Y qué decir de Aida Garifullina, nuestra Tat’jana, cuya voz, ligera como el susurro de una brisa primaveral, flota con gracia pero jamás se ancla en la tormenta emocional que el papel exige. En la «escena de la carta», donde el alma de una joven debería arder como una antorcha en la noche, nos entrega un lamento tan pálido que uno teme que las lágrimas sean de acuarela y no de sangre. Compararla con la sublime Mirella Freni de 1986 es como enfrentar un candelabro de cristal a una vela gastada: la luz está, pero no quema. El resto del reparto no eleva el tono: Alexey Markov, un Onegin de porte aristocrático, seduce con la frialdad de un diplomático en una recepción aburrida, mientras Dmitry Korchak, como Lenskij, aporta un fulgor pasajero, un destello de vida que se apaga en el tedio general. Son marionetas en un escenario que les pide pasión y les ofrece grilletes.

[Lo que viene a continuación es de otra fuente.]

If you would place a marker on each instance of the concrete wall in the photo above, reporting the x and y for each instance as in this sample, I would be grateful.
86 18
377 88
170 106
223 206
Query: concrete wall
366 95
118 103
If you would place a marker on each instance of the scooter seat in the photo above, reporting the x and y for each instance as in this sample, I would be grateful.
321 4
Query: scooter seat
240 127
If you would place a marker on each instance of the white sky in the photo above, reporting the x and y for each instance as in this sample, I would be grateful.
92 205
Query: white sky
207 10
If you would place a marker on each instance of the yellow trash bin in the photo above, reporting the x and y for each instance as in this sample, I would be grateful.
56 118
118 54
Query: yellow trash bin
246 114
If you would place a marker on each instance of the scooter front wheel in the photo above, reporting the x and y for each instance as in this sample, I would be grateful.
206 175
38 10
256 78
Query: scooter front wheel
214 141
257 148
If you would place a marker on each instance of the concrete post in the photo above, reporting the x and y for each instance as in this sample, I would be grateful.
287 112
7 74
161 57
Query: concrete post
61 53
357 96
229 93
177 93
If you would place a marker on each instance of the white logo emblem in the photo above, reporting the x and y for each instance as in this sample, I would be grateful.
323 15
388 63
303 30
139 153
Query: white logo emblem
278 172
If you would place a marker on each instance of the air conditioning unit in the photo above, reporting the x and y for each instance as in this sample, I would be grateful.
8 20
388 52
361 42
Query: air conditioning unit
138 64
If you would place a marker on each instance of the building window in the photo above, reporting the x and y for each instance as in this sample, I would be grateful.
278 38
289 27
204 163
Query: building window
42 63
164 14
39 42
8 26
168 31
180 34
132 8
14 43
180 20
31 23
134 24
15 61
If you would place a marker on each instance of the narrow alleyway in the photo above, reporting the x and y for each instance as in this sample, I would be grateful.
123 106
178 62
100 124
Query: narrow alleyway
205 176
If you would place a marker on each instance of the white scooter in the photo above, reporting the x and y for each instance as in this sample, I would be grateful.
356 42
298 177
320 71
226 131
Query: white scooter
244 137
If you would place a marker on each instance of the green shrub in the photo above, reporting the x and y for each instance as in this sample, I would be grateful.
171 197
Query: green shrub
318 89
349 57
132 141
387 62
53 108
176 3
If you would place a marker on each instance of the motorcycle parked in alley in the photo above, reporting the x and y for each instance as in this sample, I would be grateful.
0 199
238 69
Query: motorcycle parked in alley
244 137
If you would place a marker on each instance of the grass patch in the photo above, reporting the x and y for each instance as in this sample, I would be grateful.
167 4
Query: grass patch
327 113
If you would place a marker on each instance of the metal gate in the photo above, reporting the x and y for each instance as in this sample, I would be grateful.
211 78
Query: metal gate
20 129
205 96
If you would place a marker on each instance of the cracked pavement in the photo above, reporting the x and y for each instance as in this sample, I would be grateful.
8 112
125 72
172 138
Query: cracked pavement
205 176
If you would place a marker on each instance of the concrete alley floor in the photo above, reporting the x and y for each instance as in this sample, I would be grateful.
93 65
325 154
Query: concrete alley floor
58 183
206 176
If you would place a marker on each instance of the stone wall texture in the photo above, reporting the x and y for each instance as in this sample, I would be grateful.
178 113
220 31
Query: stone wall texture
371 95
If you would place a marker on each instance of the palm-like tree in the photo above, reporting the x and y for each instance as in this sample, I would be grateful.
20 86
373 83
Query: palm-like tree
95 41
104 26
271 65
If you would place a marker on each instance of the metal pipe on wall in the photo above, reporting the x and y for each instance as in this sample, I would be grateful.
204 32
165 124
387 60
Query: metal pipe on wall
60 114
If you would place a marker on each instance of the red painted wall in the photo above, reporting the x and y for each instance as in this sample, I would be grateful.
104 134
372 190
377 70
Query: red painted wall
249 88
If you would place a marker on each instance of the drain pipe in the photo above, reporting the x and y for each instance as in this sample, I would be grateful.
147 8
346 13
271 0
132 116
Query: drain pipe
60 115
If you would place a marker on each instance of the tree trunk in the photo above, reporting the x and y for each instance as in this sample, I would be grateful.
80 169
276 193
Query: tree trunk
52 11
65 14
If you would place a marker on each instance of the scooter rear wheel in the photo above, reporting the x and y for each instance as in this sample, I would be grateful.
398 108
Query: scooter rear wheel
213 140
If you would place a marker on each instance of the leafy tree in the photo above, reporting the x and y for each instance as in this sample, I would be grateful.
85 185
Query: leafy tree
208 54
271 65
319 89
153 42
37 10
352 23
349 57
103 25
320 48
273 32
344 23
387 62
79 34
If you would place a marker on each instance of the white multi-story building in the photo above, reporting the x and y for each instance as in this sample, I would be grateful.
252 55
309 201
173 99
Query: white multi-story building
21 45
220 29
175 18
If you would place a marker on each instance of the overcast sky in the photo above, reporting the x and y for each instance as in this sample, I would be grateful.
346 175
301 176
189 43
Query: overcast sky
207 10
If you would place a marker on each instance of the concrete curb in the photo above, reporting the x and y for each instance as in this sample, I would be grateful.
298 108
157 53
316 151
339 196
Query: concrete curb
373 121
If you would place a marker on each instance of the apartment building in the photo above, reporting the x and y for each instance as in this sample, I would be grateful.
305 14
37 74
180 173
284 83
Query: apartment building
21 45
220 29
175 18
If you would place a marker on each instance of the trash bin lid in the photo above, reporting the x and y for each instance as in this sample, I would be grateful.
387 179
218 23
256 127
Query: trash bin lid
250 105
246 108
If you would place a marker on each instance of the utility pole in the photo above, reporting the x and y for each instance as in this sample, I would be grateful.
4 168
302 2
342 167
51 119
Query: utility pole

Foto gentileza, prensa y protocolo Alla Scala

Pero la orquesta, ¡ah, la orquesta!, dirigida por el joven Timur Zangiev —¡un Prometeo que aún no ha robado el fuego!—, promete desatar el torrente de Čajkovskij y nos entrega, en su lugar, un arroyo de aguas mansas. Las cuerdas, que deberían gemir como almas en pena, apenas susurran con cortesía; los metales, que podrían haber tronado como un cañón en Borodinó, se limitan a un eco educado. El vals del segundo acto despierta un instante, como si la memoria de La Scala exigiera grandeza, pero pronto recae en una placidez que roza lo soporífero. Zangiev, con mano precisa pero sin audacia, conduce este carruaje de oro con la cautela de un cochero temeroso de las curvas, y el equilibrio con los cantantes es un vals desajustado: la voz de Garifullina se pierde en un oleaje que no sabe si alzarla o hundirla, mientras Markov y Korchak logran asomar, aunque solo para reflejar la misma languidez. Es una sinfonía de cristal fino, pero sin el golpe que la haga estallar en mil fragmentos brillantes.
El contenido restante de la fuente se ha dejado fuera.